Marketplace®

Daily business news and economic stories

The economy Trump inherited versus the economy we have now

“Trump inherited an economy that was firing on most, but not all, cylinders,” said Ryan Sweet at Oxford Economics.

The actions of the Trump administration have had direct and historic economic impacts.
The actions of the Trump administration have had direct and historic economic impacts.
Saul Loeb/AFP via Getty Images

Presidents are often blamed when the economy flounders and lauded when it does well — even though they usually have little to do with either.

Trump 2.0 has been different, as this administration’s actions have had a direct and historic economic impact. The nation’s economic trajectory has dramatically changed in Donald Trump’s first 100 days in office.

On Jan. 20 of this year, the U.S. economy was on solid footing.

“Trump inherited an economy that was firing on most, but not all, cylinders,” said Ryan Sweet, chief U.S. economist at Oxford Economics.

The outlook has changed dramatically a hundred days in. “In any given year, the probability of a recession is around 15,” he said. “Now, it's essentially a flip of the coin whether or not we have a recession this year.”

Sweet points to two culprits: tariffs and the uncertainty surrounding them.

Small businesses, in particular, have raised alarms, and a few have sued the Trump administration.

Still, the hard data shows that, for now, “the economy continues to do fairly well,” noted Jay Bryson, chief economist at Wells Fargo. That’s because consumers — who power the U.S. economy — have been trying to get ahead of tariffs.

“If you think tariffs are going to go into effect, if you think the prices of things that you're going to buy are going to be higher in a few months than they are now, you have a real incentive to go out there and buy them today,” he said.

Retailers planned ahead too. Judah Levine of the global freight booking platform Freightos said that volumes from China and elsewhere to the U.S. skyrocketed in March.  
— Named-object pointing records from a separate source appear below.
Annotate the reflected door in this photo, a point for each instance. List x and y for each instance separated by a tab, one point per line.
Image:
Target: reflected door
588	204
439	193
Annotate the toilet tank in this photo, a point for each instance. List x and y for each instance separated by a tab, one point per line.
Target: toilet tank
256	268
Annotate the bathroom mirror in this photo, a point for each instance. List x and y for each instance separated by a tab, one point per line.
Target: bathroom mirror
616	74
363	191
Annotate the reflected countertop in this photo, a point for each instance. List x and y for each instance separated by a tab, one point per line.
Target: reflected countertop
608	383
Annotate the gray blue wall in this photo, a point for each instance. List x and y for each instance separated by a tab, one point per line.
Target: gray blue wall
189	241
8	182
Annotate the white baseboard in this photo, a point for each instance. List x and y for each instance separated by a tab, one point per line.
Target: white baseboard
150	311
“So, because a lot of importers have brought in a lot of goods ahead of time, so they're going to rely on the inventory surplus for now and basically wait as long as they can before they have to restock,” he said.
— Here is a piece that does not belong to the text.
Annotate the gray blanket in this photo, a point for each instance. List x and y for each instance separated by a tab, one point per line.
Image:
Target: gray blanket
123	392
The actions so far from importers and consumers mean there is a lag time between when tariffs are imposed and their effects clearly showing up in the real economy.
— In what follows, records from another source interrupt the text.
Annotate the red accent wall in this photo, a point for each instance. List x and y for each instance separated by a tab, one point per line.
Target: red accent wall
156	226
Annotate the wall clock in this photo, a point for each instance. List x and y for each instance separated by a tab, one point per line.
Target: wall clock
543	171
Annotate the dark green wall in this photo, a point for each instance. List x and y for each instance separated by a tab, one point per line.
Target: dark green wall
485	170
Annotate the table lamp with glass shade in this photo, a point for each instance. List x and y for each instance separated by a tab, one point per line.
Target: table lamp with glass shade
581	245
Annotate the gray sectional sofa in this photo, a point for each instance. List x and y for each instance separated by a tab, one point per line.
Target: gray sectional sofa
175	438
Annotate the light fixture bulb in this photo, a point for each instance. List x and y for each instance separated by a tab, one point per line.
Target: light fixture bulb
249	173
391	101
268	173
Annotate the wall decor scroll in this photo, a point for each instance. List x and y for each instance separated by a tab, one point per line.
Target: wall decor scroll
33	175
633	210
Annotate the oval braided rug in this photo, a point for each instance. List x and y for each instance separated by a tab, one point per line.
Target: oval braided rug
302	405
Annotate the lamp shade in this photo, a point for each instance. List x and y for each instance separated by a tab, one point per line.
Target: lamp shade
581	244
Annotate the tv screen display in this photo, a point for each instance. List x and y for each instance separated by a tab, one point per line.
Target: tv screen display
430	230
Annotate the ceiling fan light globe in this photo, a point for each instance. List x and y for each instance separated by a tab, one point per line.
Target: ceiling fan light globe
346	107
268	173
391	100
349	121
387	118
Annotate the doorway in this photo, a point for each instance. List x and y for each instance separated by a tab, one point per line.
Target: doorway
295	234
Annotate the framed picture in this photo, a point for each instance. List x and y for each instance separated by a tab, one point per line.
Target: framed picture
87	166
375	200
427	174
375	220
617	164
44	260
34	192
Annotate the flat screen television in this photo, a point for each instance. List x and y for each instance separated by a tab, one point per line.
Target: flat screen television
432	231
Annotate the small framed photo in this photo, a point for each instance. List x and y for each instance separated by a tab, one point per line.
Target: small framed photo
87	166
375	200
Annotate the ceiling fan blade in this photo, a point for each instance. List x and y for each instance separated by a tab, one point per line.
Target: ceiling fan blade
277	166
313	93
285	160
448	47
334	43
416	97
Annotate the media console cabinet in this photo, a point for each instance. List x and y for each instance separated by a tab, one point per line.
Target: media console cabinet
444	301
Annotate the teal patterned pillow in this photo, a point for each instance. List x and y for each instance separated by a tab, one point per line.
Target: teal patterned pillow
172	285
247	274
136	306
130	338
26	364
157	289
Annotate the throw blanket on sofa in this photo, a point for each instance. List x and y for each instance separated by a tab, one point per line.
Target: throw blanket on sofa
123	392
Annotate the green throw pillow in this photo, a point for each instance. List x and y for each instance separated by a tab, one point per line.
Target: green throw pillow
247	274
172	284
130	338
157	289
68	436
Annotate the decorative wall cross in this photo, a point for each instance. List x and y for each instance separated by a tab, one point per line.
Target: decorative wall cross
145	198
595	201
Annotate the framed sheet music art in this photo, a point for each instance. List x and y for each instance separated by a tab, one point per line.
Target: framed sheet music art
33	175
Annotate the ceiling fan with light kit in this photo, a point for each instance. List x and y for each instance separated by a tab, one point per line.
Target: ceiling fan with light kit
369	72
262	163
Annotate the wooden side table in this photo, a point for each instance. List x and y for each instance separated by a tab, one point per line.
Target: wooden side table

Looking ahead, Jay Bryson of Wells Fargo will be paying close attention to jobless claims data for signs that the tariffs could be pushing the economy into recession.

The labor market is a very coincident indicator of what's going on in the economy,” he said. “If the labor market is holding up pretty well, then the economy is holding up pretty well.”

Some damage is already done, though. The International Monetary Fund updated its outlook, now expecting a half-a-percentage point drop this year in global economic growth. Growth in the U.S. is expected to shrink, as well.  

“A year ago, we were talking about ‘When is that soft landing happening?’” said David Bieri, associate professor of public policy at Virginia Tech.

A soft landing is the concept of lowering inflation while keeping the labor market healthy. “One thing that we can say for sure that we are not in the period of looking for a soft landing in the next six to 12 months,” said Bieri.

The rest, he added, is harder to predict because of the magnitude of the shake-up of the global economic order that President Donald Trump has imposed in his first 100 days in office.

“Because it is so unprecedented, and the government is at the source of most of the uncertainty, and there is no way that we can protect ourselves from that,” Bieri said.

Bieri takes comfort in one precedent, though: COVID, he said, proved the U.S. economy is very resilient and, over time, can withstand strong shocks.